Nasal surgery, radiofrequency tonsil reduction, tongue base surgery, uvulopalatal flap, laser midline glossectomy, tongue suspension and genioglossus advancement cannot be recommended as single interventions. Uvulopalatopharyngoplasty, pillar implants, and hyoid suspension should only be considered in selected patients, and potential benefits should be weighed against the risk of long-term side-effects.
Hypoglossal nerve stimulation for the treatment of OSA may be a safe and effective alternative for improving OSA outcomes in individuals with moderate to severe OSA who have difficulties with CPAP therapy.
The short-term prognosis, about symptoms such as daytime sleepiness and snoring, ranges from good to excellent with regular use of CPAP.
Severe OSA is a significant risk factor for the development of cardiovascular morbidity, which includes nonfatal myocardial infarction and stroke.
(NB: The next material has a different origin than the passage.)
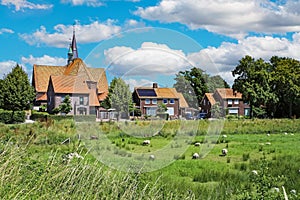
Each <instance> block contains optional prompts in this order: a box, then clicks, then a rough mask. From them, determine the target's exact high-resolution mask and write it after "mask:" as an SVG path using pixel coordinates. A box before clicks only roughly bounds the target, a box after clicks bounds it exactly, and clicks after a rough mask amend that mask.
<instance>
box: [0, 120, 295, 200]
mask: <svg viewBox="0 0 300 200" xmlns="http://www.w3.org/2000/svg"><path fill="white" fill-rule="evenodd" d="M0 137H1V143H0V173H1V174H0V198H1V199H284V198H288V199H299V198H300V194H299V192H300V157H299V155H300V154H299V152H300V121H299V120H296V119H295V120H291V119H273V120H259V119H253V120H249V119H239V120H233V119H232V120H224V121H208V120H199V121H179V120H177V121H166V122H162V121H134V122H110V123H109V122H106V123H104V122H103V123H102V122H99V123H88V122H86V123H85V122H76V121H74V120H72V119H61V120H54V119H48V121H45V122H36V123H33V124H13V125H4V124H0ZM144 140H150V142H151V143H150V144H149V145H143V141H144ZM195 143H200V145H199V146H195ZM224 148H226V149H227V150H228V154H227V155H226V156H222V155H221V150H222V149H224ZM75 152H76V153H77V154H76V156H74V155H73V157H72V156H70V155H71V154H70V153H75ZM194 153H199V155H200V158H199V159H192V155H193V154H194ZM149 155H154V156H155V157H154V159H149ZM166 160H167V162H166ZM109 162H114V164H112V165H111V166H109V165H110V163H109ZM122 166H123V167H122ZM124 166H125V167H124ZM130 166H133V168H131V167H130ZM284 191H285V192H284ZM285 194H286V197H285V196H284V195H285Z"/></svg>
Patients with a history of ischemic stroke and sleep apnea who regularly used their CPAP device had a decreased mortality compared with those who did not use their CPAP device.
All patients should receive education about sleep and proper sleep hygiene, OSA and the risks of driving while sleepy. They also should receive education regarding the role of nasal CPAP and the importance of daily use, as well as training in the use of CPAP, from a physician, trained technician, or nurse for at least the first month of therapy. This training promotes long-term adherence with treatment.